Sentiu as lágrimas queimarem seus olhos. Por mais que tentasse segurá-las, elas teimavam em cair. O gosto salgado salpicou seus lábios e ela cerrou os olhos. Ainda assim, elas grudavam nos cílios e continuavam a escorrer pelas bochechas. Alguns alunos passavam, olhando-a com curiosidade. Outros voltavam seu caminho e a encaravam descaradamente, sem acreditar que Maria de Lourdes estava chorando em público.

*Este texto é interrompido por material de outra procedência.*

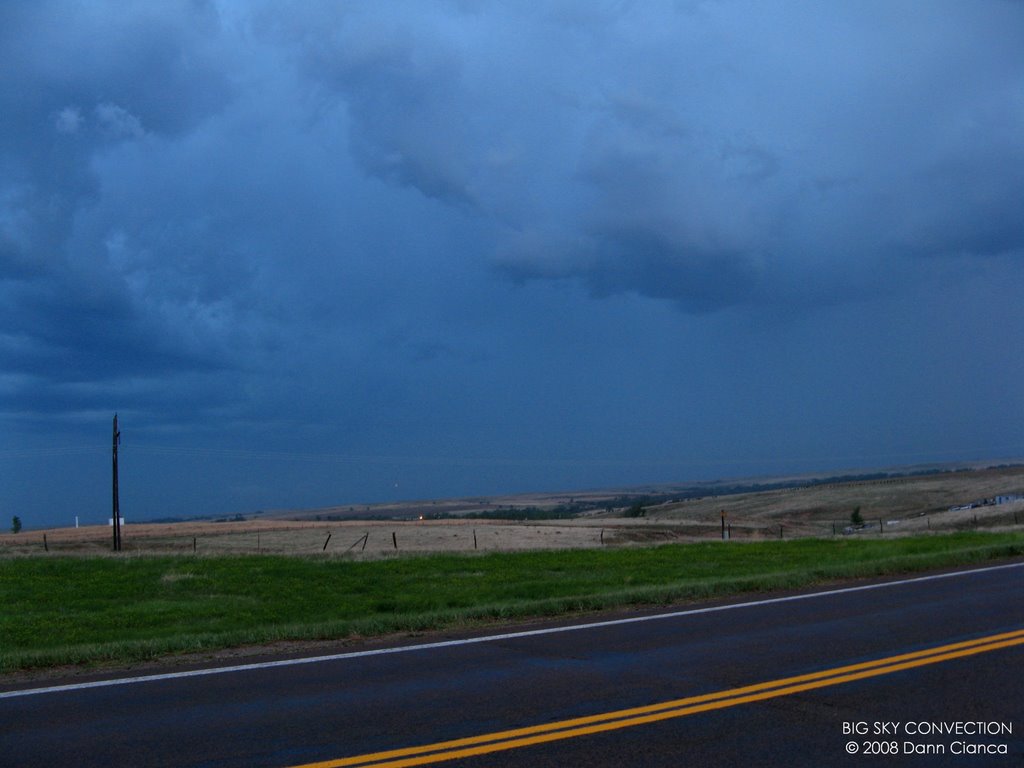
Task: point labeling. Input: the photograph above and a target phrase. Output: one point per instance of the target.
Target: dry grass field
(901, 505)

Ao perceber os olhares, ela sentiu algo dentro de si queimar. Uma sensação de raiva misturada com vergonha e orgulho ferido foi apoderando-se dela. Era tão forte que a sensação de náusea voltou. Junto, vinha uma vontade de gritar, berrar, bater em alguém. Todos esses sentimentos chegavam até ela em ondas e se misturavam. Lola não estava aguentando mais.

Passou a mão pelos olhos, limpando as lágrimas e, num impulso, saiu correndo. Não via para onde ia. Seus pés apenas a levavam cegamente para o lugar mais longe dali. Maria de Lourdes ainda sentia as lágrimas descendo pelos seus olhos. Elas embaçavam sua visão. Só percebeu onde estava quando escorregou para a grama no parque infantil da escola.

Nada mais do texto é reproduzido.